Applied and Computational Mathematics, vol.23, no.4, pp.437-461, 2024 (SCI-Expanded) identifier

  • Publication Type: Article / Article
  • Volume: 23 Issue: 4
  • Publication Date: 2024
  • Doi Number: 10.30546/1683-6154.23.4.2024.437
  • Journal Name: Applied and Computational Mathematics
  • Journal Indexes: Science Citation Index Expanded (SCI-EXPANDED), Scopus, Aerospace Database, Communication Abstracts, Metadex, zbMATH, Civil Engineering Abstracts
  • Page Numbers: pp.437-461
  • Keywords: Dirac Equation, Extended Nikiforov-Uvarov Method, Manning Rosen Plus Yukawa Potential, Susy Quantum Mechanics
  • Karadeniz Technical University Affiliated: Yes

Abstract

This article presents an analytical solution to the Dirac equations in bound states, focusing on spin and pseudospin symmetries within a combined potential of Manning-Rosen and Yukawa types, enhanced by a Coulomb tensor interaction.
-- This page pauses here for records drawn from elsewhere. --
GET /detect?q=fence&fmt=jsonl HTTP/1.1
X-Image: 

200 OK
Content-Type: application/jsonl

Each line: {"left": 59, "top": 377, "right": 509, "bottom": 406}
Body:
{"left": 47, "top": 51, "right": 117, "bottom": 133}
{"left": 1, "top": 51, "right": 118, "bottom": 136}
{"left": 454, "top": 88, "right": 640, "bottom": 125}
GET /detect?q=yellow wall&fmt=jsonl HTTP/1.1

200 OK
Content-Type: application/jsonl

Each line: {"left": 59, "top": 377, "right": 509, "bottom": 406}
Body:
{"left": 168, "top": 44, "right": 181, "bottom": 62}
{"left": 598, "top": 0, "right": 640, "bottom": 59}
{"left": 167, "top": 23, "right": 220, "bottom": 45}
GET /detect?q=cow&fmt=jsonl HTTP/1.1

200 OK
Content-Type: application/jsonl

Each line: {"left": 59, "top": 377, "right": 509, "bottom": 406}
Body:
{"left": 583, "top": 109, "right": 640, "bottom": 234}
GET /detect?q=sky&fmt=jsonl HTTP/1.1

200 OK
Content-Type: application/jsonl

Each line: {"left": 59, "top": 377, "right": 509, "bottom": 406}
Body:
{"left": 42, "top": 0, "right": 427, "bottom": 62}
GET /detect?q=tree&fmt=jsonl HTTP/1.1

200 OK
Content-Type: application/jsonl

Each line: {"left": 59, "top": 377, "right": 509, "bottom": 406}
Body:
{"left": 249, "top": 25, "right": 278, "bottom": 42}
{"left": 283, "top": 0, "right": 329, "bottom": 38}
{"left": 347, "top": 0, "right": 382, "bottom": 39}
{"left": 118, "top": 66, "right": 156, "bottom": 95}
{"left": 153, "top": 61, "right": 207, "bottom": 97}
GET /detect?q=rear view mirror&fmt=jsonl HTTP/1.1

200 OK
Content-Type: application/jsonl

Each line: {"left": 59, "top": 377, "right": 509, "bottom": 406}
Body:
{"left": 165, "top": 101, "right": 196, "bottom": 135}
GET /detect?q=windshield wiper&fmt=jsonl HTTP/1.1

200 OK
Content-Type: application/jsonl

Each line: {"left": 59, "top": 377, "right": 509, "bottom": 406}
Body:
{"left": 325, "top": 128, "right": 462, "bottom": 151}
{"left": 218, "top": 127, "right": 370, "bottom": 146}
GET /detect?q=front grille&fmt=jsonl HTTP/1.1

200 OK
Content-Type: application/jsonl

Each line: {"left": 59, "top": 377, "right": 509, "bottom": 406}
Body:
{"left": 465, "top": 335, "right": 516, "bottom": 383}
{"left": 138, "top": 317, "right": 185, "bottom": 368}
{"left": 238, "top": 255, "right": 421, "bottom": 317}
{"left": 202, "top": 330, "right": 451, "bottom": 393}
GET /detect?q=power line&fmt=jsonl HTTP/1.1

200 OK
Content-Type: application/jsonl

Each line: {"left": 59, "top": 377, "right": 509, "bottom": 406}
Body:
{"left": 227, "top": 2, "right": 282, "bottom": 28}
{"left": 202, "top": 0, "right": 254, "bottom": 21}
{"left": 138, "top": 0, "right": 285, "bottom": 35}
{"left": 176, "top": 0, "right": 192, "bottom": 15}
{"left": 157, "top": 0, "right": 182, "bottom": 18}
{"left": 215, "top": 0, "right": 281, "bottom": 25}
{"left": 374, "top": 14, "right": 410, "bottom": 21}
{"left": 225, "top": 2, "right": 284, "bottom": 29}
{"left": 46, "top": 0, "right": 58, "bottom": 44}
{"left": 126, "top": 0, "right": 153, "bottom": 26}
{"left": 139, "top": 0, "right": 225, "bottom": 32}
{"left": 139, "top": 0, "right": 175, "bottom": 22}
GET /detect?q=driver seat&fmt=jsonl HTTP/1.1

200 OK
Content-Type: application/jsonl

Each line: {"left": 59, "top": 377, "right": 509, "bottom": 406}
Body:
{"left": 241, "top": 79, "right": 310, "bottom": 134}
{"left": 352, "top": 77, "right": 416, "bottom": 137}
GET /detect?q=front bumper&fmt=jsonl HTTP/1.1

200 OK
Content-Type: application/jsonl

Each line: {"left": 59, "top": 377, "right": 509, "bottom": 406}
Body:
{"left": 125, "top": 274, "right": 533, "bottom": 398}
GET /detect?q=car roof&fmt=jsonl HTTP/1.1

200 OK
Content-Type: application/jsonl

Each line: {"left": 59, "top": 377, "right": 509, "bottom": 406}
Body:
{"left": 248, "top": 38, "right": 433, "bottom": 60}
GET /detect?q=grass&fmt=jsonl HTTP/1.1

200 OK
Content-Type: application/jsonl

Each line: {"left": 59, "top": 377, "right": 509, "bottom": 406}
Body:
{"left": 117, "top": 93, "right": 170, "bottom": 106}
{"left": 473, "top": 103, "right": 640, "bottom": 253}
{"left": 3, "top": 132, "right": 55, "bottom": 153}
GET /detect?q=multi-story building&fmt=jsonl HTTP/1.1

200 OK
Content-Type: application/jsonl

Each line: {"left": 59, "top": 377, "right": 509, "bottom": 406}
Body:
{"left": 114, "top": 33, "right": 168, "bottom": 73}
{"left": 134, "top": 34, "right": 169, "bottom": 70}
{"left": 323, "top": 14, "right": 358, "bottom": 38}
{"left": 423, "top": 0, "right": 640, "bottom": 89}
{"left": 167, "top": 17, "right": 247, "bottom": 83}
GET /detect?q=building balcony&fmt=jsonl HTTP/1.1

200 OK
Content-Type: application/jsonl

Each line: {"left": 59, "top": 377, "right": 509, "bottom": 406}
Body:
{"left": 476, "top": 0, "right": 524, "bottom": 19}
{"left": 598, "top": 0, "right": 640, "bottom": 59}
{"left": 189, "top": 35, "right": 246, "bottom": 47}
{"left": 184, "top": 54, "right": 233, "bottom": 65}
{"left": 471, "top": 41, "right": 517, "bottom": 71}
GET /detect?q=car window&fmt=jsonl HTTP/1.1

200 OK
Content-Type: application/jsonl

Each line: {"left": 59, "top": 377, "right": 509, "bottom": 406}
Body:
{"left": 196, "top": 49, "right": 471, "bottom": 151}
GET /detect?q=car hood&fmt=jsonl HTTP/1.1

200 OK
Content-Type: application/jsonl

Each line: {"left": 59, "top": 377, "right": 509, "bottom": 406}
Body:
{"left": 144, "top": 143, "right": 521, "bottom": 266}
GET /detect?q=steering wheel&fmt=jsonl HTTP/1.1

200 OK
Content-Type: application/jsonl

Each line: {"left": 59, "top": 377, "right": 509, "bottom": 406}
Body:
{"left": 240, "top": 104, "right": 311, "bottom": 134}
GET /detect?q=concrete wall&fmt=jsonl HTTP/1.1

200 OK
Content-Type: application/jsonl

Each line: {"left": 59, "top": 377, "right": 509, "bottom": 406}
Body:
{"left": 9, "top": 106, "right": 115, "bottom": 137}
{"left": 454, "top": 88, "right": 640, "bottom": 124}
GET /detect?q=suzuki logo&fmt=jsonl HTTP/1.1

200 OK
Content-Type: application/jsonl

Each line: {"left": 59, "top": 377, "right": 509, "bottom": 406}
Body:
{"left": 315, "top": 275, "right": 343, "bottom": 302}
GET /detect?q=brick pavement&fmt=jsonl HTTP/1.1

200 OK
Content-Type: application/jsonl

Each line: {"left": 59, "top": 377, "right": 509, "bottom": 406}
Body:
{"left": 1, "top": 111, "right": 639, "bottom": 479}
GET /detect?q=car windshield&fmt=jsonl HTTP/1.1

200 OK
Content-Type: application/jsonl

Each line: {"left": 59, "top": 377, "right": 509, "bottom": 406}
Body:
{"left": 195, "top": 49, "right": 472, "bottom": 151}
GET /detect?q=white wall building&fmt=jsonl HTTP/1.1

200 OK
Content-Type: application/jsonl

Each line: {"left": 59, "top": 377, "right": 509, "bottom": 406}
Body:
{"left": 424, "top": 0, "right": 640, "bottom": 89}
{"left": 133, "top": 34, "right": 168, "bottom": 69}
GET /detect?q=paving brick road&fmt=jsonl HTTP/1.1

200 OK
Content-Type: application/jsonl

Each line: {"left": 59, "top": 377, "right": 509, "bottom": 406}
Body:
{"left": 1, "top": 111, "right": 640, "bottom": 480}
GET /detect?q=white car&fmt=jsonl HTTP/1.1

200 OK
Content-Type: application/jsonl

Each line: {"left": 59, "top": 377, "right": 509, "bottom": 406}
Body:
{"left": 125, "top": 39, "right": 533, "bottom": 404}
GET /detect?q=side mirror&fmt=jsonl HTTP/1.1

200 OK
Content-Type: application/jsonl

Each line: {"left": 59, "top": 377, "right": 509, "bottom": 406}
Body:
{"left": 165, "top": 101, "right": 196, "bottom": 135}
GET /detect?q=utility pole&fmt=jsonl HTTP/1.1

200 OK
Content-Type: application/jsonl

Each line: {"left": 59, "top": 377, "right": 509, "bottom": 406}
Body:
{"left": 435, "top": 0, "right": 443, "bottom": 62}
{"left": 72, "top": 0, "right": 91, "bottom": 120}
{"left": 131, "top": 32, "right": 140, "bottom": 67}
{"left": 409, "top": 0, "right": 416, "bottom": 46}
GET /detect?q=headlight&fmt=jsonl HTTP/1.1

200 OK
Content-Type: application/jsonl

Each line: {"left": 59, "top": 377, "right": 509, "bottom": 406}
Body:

To address difficulties arising from the centrifugal aspect of the potential, we applied an approximation method. Using Nikiforov-Uvarov and supersymmetric quantum mechanics techniques, we derived the energy eigenvalues and the Dirac spinor components of the wave functions, finding that both methods produced consistent results. We also discuss the implications of our findings for specific potential cases relevant to other physical contexts. Our conclusions align with previous research, and we provide energy spectra for s-and ps-bound states across various levels, noting the influence of tensor coupling on the eigenstate degeneracies of the Dirac doublet. Finally, we outline the parameter space for bound states in relation to potential force constants within both symmetry limits.